EMG-based interface. An amputated patient using a Targeted Muscle Reinnervation (TMR) EMG-based interface for the control of an active prosthetic arm [116]. With the TMR EMG-based interface, the patient could control a 6 DOF prosthesis consisting of shoulder flexion, humeral rotation, elbow flexion, wrist rotation, wrist flexion, and hand opening/closing control. The movement performance of this 6 DOF prosthesis (right arm) controlled with TMR EMG-based interface was evaluated and compared to the commercially available prosthesis (left arm) with 3 DOF (body-powered elbow and wrist rotation, and active terminal device) during several timed tasks: A) cubbies, B) cups, C) Box and blocks, and D) clothespin relocation task. The participant could control up to 4 DOF simultaneously, reach a larger workspace and perform some of the timed tasks faster using the TMR EMG-based interface. Figure reused with permission from Elsevier.

Figure 5

Muscle-force-based interface. The prosthesis is controlled by pulling on cables that mechanically link the tendons attached to the tunnel muscle cineplasty to a force transducer mounted to the thumb of the prosthetic hand. An artificial controller measures the tendon force produced by the muscle to operate the opening and closing of the hand. A) schematic representation of the prosthesis and the control interface, B) an early version of the prototype without a cosmetic hand glove, C) the final prototype of the prosthesis with a cosmetic hand glove. Figure modified from [46].

Figure 6

Joint-rotation-based interface. 2 DOF joystick used for the control of a prosthetic arm (shoulder flexion-extension, shoulder internal-external rotation) with the residual shoulder motion.
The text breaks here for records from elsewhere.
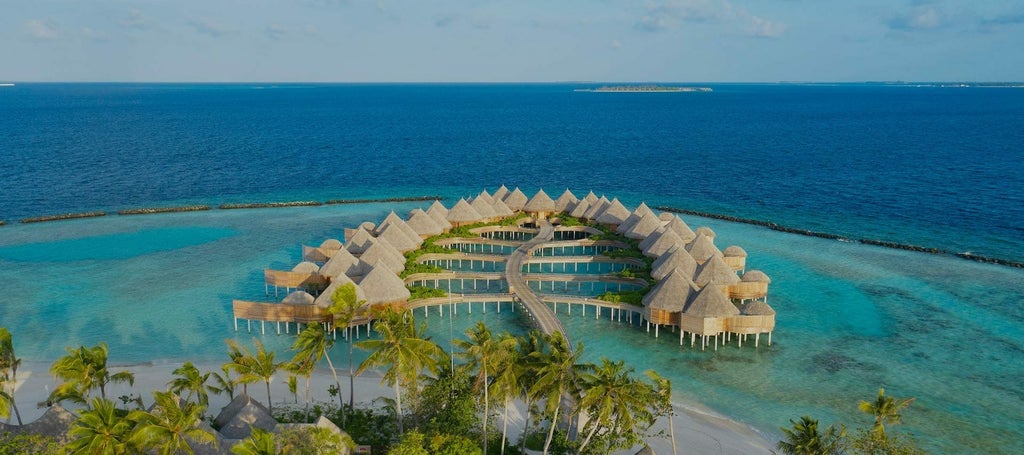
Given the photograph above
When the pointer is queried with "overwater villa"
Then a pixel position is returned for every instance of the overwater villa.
(538, 255)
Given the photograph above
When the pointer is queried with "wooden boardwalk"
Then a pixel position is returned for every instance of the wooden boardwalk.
(543, 317)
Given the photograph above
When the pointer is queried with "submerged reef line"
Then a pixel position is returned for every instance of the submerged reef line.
(881, 243)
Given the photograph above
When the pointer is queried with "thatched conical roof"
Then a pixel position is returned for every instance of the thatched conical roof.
(382, 286)
(397, 239)
(331, 244)
(734, 251)
(597, 208)
(298, 298)
(464, 213)
(664, 243)
(515, 200)
(501, 193)
(675, 258)
(670, 294)
(423, 223)
(716, 272)
(580, 209)
(483, 207)
(706, 231)
(615, 213)
(501, 209)
(378, 252)
(359, 242)
(342, 262)
(644, 226)
(711, 302)
(756, 277)
(305, 267)
(324, 300)
(681, 229)
(541, 202)
(393, 219)
(758, 307)
(637, 214)
(566, 201)
(702, 248)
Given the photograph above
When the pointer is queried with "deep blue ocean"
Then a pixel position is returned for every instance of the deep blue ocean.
(930, 166)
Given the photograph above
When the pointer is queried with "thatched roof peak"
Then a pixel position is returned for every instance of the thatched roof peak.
(670, 294)
(515, 200)
(382, 286)
(702, 248)
(566, 201)
(580, 209)
(711, 302)
(299, 298)
(614, 213)
(305, 267)
(541, 202)
(324, 300)
(756, 277)
(681, 229)
(664, 243)
(643, 226)
(716, 272)
(734, 251)
(677, 258)
(463, 212)
(758, 307)
(484, 208)
(342, 262)
(501, 193)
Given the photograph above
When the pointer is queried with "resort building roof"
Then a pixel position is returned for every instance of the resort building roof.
(515, 200)
(541, 202)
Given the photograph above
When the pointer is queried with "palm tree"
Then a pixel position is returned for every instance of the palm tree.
(346, 304)
(805, 439)
(663, 391)
(508, 383)
(252, 368)
(190, 379)
(82, 370)
(260, 442)
(8, 373)
(101, 429)
(312, 344)
(886, 410)
(482, 354)
(402, 347)
(556, 376)
(615, 403)
(172, 426)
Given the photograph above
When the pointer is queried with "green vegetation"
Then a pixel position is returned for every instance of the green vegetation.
(417, 292)
(805, 438)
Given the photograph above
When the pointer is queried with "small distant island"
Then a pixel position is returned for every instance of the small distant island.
(643, 89)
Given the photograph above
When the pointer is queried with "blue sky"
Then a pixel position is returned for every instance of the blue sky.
(511, 41)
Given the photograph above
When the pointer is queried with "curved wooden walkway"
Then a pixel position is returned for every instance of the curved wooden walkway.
(543, 317)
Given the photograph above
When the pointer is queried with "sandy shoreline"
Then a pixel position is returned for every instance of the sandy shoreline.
(696, 431)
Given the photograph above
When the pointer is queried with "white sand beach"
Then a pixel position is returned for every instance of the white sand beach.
(696, 432)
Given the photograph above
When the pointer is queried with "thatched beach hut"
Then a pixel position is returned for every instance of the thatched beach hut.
(382, 286)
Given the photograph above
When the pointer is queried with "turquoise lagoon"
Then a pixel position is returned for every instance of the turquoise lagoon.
(851, 318)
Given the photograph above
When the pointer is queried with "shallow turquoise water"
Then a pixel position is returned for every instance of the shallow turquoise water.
(852, 318)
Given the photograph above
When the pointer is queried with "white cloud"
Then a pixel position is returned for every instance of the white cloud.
(41, 30)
A) Diagram of the control interface used to measure the residual shoulder motion, B) close-up of the prototype, C) shoulder elevation produces shoulder flexion, D) shoulder depression produces shoulder extension, E) shoulder protraction produces internal shoulder rotation, F) shoulder retraction produces external shoulder rotation. Additional file 3 shows an amputee using this shoulder-joystick-based interface to control the shoulder motions of an active prosthesis. Figure modified from [56].

Figure 7

Force-based interface. An adult man with Duchenne muscular dystrophy with no arm function left using a force-based interface to operate an active elbow orthosis [62]. The force sensor measures the interaction force between the orthosis and the user, which is used as a control input for an admittance controller. A critical aspect for the usability of this interface is the accurate identification of the gravitational and joint stiffness forces (which are pose-dependent) required to distinguish the low-amplitude voluntary forces of the user. Additional file 4 shows the force calibration procedure used to identify the gravitational and joint stiffness forces. Additional file 5 shows a man with Duchenne muscular dystrophy performing a discrete tracking task using the force-based interface to control the active elbow orthosis. Figure courtesy of Flextension project.

Figure 8

Tongue-movement-based interfaces. The tongue-movement-based interface developed by [76]. This system has two inductive coils mounted at the lateral parts of the mouth and a ferromagnetic material attached at the tip of the tongue. The users generate control commands by moving the tongue to one of the user-defined locations. Tongue movement interfaces take advantage of the fact that highly paralyzed patients generally have tongue control and they can move it very rapidly and accurately within the oral space. Additional file 6 shows a SCI patient performing a driving task with a wheelchair that is controlled with this tongue-movement-based interface. Figure courtesy of Dr. Maysam Ghovanloo.